The same goes for coding. I have coworkers who use it to generate entire PRs. They can crank out two thousand lines of code that includes tests "proving" that it works, but may or may not actually be nonsense, in minutes. And then some poor bastard like me has to spend half a day reviewing it.

When code is written by a human that I know and trust, I can assume that they at least made reasonable, if not always correct, decisions. I can't assume that with AI, so I have to scrutinize every single line. And when it inevitably turns out that the AI has come up with some ass-backwards architecture, the burden is on me to understand it and explain why it's wrong and how to fix it to the "developer" who hasn't bothered to even read his own PR.

I'm seriously considering proposing that if you use AI to generate a PR at my company, the story points get credited to the reviewer.

basch•16m ago
"Reasoning" needs to go back to the drawing board.

Reasonable tasks need to be converted into formal logic, calculated and computed like a standard evaluation, and then translated back into english or language of choice.

LLMs are being used to think when really they should be the interpret and render steps with something more deterministic in the middle.

Translate -> Reason -> Store to Database. Rinse Repeat. Now the context can call from the database of facts.

baal80spam•1h ago
dupe: https://news.ycombinator.com/item?id=47283337
dang•44m ago
Thanks! I'll merge the threads when I'm not on my phone.
seanmcdirmid•1h ago
Ok, I’ll bite: how is that different from humans?
strken•1h ago
Human behaviour is goal-directed because humans have executive function. When you turn off executive function by going to sleep, your brain will spit out dreams. Dream logic is famous for being plausible but unhinged.

I have the feeling that LLMs are effectively running on dream logic, and everything we've done to make them reason properly is insufficient to bring them up to human level.

whoamii•1h ago
Some of my best code comes from my dreams though.
satvikpendem•1h ago
A prompt for an LLM is also a goal direction and it'll produce code towards that goal. In the end, it's the human directing it, and the AI is a tool whose code needs review, same as it always has been.
basch•11m ago
Id argue humans have some sort of parallelness going on that machines dont yet. Thoughts happening at multiple abstraction levels simultaneously. As I am doing something, I am also running the continuous improvement cycle in my head, at all four steps concurrently. Is this working, is this the right direction, does this validate?

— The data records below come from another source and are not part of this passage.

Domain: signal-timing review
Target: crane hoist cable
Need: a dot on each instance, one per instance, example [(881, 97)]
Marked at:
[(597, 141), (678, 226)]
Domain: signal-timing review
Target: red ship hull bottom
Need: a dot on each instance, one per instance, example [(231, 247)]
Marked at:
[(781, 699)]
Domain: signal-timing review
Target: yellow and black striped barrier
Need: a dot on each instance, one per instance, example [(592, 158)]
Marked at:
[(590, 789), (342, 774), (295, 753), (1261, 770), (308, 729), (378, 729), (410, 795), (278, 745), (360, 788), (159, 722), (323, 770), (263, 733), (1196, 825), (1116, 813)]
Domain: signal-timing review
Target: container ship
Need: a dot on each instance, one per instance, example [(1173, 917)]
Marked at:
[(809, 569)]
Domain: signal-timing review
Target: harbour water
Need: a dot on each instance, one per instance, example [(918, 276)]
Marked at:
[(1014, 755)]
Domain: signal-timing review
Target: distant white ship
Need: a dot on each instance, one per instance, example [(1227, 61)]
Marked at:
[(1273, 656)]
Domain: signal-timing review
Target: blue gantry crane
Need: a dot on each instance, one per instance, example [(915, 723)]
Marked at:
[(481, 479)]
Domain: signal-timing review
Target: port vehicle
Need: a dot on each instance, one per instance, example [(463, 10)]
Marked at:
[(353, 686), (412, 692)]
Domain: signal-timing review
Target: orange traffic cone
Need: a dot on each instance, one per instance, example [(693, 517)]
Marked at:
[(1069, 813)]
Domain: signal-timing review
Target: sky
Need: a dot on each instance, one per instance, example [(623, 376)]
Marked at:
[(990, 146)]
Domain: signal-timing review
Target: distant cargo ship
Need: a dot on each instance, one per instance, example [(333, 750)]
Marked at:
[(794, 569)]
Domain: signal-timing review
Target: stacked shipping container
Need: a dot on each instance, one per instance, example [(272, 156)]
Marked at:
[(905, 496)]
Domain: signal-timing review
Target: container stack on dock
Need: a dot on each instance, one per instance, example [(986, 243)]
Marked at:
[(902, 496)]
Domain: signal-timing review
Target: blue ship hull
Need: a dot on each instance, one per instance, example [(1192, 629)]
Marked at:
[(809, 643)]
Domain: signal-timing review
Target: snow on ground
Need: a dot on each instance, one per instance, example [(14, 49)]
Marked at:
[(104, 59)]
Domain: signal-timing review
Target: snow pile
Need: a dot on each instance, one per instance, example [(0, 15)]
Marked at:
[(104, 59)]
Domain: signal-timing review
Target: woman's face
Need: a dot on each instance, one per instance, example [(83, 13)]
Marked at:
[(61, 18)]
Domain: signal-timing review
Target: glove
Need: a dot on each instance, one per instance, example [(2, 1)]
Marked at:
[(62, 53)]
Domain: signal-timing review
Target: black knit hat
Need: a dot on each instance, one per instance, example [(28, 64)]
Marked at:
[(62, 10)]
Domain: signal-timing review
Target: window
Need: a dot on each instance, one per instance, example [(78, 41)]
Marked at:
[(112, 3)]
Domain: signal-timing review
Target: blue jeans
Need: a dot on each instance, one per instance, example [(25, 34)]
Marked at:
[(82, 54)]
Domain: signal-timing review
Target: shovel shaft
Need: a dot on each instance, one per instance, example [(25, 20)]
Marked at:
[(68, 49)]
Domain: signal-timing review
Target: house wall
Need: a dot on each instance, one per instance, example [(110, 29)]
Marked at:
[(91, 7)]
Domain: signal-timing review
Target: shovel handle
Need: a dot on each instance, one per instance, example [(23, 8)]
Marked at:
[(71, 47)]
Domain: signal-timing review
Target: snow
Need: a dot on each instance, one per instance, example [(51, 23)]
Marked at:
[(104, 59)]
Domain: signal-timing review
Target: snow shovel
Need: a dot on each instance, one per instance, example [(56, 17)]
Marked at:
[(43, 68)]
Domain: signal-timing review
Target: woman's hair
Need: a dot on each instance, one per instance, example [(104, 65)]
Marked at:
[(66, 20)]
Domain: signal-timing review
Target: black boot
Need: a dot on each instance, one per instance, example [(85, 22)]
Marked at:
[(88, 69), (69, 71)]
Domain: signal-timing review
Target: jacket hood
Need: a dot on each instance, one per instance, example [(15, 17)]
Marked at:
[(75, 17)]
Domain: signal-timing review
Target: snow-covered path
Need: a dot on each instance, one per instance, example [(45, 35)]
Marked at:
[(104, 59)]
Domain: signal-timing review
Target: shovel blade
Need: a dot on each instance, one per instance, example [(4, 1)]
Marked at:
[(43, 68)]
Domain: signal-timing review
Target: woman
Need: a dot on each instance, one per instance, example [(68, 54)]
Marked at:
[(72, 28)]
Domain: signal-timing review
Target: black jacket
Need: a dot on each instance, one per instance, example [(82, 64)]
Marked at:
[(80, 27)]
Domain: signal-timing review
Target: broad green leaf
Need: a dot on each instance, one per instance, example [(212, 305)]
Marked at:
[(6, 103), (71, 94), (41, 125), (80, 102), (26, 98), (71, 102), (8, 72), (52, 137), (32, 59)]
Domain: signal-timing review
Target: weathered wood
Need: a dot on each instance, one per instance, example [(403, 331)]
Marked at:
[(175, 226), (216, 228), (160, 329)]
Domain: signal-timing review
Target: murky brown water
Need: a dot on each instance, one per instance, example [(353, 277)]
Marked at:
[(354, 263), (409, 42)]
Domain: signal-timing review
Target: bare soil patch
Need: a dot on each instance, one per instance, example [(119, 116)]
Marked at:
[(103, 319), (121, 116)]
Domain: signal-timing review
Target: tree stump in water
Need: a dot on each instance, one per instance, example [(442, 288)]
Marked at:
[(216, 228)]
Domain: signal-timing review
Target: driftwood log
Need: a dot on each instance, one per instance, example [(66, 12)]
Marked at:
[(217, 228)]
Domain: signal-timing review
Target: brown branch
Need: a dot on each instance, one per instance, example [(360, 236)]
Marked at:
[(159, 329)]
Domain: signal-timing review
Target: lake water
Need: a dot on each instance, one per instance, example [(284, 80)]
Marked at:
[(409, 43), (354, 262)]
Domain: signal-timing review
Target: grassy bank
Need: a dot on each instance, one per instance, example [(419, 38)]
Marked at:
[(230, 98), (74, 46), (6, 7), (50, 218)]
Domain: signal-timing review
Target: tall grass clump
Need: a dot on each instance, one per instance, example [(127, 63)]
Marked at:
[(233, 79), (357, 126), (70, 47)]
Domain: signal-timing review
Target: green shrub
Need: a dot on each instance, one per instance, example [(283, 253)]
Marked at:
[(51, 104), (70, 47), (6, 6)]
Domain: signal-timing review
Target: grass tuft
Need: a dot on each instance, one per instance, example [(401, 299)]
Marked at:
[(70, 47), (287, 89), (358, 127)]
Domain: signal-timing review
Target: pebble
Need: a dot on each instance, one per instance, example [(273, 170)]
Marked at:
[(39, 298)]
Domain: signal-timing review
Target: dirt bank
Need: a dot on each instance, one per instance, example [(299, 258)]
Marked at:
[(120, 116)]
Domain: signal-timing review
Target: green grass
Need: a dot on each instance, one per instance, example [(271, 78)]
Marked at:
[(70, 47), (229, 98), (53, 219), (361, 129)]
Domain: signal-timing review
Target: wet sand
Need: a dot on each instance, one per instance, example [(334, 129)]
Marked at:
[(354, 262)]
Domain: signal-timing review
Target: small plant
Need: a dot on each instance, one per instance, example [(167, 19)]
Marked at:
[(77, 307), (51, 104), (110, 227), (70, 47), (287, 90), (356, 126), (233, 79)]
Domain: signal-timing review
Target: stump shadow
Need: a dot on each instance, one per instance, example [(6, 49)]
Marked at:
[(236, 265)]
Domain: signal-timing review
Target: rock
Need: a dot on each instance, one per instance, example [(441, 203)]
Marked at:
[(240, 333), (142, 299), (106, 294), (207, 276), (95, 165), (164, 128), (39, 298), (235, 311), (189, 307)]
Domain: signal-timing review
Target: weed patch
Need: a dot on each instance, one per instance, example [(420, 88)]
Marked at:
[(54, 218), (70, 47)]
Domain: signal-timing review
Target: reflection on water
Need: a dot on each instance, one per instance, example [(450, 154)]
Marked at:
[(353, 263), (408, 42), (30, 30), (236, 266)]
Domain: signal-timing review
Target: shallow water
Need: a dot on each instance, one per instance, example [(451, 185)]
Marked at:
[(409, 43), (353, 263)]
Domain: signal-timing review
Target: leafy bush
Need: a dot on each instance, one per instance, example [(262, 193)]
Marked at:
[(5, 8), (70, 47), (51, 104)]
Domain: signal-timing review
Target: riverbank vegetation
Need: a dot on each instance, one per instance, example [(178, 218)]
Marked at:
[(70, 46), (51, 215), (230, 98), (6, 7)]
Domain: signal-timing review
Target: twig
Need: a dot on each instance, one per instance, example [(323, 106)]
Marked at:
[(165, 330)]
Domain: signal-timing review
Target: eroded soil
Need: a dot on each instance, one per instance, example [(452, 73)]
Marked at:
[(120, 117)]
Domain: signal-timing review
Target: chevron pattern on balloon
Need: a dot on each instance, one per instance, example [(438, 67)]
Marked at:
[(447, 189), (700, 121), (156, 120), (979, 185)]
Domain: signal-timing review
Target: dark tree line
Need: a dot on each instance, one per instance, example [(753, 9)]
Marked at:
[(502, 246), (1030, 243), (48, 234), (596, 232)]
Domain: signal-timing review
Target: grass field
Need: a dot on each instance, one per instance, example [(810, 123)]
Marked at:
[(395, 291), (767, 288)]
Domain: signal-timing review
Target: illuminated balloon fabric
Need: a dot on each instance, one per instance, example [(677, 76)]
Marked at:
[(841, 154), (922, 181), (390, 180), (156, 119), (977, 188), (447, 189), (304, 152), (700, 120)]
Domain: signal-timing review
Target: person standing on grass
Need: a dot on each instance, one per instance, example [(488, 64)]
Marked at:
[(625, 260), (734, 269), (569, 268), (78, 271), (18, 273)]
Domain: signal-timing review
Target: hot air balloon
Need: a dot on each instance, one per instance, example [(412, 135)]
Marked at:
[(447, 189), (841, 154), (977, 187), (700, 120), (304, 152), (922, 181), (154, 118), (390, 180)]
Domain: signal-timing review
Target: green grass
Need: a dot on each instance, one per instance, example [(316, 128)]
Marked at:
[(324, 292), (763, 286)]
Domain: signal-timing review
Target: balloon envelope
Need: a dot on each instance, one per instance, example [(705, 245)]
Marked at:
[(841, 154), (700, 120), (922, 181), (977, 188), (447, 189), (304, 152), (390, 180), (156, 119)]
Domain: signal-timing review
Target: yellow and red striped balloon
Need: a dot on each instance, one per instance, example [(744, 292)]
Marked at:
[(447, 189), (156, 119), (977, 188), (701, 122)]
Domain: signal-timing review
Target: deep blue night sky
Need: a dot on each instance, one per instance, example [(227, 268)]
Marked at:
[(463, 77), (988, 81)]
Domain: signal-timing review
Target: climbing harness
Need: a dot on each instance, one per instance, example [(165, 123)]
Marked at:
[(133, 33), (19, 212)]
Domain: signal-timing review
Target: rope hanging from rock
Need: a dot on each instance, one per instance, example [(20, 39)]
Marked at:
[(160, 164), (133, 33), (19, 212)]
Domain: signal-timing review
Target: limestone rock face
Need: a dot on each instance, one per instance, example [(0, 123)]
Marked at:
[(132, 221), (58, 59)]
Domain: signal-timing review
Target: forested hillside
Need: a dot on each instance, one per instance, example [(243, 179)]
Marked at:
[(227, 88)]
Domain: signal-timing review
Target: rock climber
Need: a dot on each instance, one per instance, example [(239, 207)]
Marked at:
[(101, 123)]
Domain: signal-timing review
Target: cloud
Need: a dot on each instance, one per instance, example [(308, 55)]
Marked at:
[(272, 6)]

You could build layers and layers of LLMs watching the output of each others thoughts and offering different commentary as they go, folding all the thoughts back together at the end. Currently, a group of agents acts more like a discussion than something somewhat omnipotent or omnitemporal.

spiderfarmer•1h ago
And yet LLM’s are incredibly useful as they are right now.
nemo44x•1h ago
LLMs are literally goal machines. It’s all they do. So it’s important that you input specific goals for them to work towards. It’s also why logically you want to break the problem into many small problems with concrete goals.
andai•1h ago
Do you only mean instruct-tuned LLMs? Or the base (pretrained) model too?
nemo44x•2m ago
The entire system and the agent loop allows for more complex goal resolution. The LLM models language (obviously) and language is goal oriented so it models goal oriented language. It’s an emergent feature of the system.
tsunamifury•1h ago
It’s amazing how much you get wrong here. As LLM attention layers are stacked goal functions.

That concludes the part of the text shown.